North Korea cyber attack
Pyongyang has dismissed South Korea's accusations of a the pariah state launching a cyberattack as domestic political propaganda KCNA via Reuters

North Korea has denied it has carried out the recent cyberattacks on South Korea. A state newspaper described the accusations as political propaganda engineered by Seoul, and issued fresh threats of retaliation against its US-backed neighbour.

Within days after South Korea's spy agency, the National Intelligence Service (NIS), accused Pyongyang's hackers of attempting to scrape sensitive data from officials' smartphones, an editorial in Rodong Sinmun, the official newspaper of Korea's Communist Party, hit back.

"The South is claiming the North's cyberattack and using it for its own political purpose.
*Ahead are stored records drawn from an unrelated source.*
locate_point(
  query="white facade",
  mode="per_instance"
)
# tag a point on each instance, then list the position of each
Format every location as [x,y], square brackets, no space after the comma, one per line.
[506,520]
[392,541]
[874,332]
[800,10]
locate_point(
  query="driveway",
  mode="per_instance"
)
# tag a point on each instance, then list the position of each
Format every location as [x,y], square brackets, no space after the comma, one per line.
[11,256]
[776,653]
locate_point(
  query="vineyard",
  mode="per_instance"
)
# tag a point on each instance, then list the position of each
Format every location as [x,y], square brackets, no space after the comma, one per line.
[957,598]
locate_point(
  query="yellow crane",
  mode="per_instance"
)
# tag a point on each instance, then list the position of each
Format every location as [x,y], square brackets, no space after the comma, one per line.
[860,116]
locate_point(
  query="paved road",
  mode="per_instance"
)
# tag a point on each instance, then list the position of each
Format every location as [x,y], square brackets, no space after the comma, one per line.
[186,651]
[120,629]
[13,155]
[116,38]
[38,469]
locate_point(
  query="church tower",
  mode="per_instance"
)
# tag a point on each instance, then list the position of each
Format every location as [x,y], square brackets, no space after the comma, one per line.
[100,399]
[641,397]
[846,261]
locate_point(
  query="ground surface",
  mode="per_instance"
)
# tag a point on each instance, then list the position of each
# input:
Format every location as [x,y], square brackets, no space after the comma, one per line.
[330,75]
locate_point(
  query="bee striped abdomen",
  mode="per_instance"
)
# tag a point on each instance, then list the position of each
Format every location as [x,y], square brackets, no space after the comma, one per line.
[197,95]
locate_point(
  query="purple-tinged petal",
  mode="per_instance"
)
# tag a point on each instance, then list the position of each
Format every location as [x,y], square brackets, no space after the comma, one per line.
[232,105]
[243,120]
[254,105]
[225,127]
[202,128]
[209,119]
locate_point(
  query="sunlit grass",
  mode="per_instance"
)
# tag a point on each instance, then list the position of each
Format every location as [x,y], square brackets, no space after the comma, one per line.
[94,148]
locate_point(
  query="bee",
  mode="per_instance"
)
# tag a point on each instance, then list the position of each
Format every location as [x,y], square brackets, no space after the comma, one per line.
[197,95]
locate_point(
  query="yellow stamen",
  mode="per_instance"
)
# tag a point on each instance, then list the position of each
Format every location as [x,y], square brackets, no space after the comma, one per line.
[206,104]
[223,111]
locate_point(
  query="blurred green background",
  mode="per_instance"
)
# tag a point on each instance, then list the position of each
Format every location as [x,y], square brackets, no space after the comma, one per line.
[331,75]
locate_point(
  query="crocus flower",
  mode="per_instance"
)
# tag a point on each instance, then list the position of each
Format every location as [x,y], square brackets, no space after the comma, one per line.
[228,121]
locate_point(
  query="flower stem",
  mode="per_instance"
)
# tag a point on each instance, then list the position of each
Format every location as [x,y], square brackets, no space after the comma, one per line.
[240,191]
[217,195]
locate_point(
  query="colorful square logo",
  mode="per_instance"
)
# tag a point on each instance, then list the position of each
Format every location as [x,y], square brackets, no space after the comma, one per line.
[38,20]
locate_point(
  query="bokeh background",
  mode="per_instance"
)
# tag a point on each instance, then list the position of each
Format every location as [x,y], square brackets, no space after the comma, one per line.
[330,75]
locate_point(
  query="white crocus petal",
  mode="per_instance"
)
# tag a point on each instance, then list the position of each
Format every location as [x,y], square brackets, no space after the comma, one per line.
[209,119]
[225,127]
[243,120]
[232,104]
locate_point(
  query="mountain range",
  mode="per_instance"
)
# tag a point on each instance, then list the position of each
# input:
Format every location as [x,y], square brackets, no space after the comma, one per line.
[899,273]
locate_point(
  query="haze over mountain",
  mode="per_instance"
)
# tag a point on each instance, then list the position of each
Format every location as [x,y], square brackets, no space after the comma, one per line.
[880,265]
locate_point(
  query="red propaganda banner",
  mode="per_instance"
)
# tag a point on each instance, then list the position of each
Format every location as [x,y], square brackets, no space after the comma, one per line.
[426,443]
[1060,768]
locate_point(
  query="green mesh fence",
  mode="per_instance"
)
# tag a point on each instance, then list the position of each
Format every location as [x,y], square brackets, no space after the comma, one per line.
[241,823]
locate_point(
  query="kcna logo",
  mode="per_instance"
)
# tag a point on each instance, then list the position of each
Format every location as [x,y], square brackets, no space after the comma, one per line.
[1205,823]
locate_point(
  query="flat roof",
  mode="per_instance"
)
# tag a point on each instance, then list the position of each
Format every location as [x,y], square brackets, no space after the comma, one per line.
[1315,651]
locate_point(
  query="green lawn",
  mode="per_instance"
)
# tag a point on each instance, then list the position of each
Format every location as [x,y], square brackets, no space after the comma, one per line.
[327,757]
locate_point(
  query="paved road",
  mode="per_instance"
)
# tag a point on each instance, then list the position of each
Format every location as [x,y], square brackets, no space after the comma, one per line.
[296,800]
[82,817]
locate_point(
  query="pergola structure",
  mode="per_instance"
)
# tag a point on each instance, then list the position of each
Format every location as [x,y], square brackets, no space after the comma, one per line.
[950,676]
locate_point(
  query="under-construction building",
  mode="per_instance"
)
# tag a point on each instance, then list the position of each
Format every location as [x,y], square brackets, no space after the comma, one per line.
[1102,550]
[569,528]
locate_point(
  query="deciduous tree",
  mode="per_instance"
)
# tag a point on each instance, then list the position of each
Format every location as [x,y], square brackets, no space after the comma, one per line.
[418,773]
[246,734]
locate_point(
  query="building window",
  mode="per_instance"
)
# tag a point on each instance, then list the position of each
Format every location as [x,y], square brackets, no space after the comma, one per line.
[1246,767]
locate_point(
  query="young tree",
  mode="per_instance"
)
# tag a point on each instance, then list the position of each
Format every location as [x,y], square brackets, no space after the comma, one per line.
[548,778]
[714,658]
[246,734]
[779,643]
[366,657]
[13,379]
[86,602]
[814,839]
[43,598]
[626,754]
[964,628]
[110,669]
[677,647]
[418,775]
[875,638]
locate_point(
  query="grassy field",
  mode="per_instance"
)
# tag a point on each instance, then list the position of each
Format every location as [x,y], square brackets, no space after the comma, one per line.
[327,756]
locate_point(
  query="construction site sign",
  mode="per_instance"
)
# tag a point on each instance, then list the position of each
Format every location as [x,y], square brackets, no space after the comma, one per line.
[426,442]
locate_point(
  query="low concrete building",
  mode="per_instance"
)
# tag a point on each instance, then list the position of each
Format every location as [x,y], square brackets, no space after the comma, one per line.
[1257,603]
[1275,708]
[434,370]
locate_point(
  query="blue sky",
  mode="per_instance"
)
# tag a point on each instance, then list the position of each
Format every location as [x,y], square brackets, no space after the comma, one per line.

There is nothing to expect but the sound of eating corpses from a crow's mouth. However, we cannot just overlook the South's abrupt, provocative, and heinous accusations against its neighbour," read the piece.

In the inimitable scorn-filled style of North Korea's press releases, the stinging editorial said any attempts from the outside world to tarnish the image of North Korea would be "mercilessly crushed".

"This is such shameless bulls**t from the enemy forces who are obsessed with confrontation and political slander," the article read, adding that that accusation is being used to promote Seoul's new anti-terrorism laws. North Korea was referring to a controversial bill, currently before the South Korean assembly, which critics fear could be used to settle scores with the government's political opponents.

The bellicose statements from the rogue state come amid increasing tensions on the Korean peninsula. In addition to South Korea and the US holding their annual joint wargames, one of North Korea's submarine is believed to have gone missing.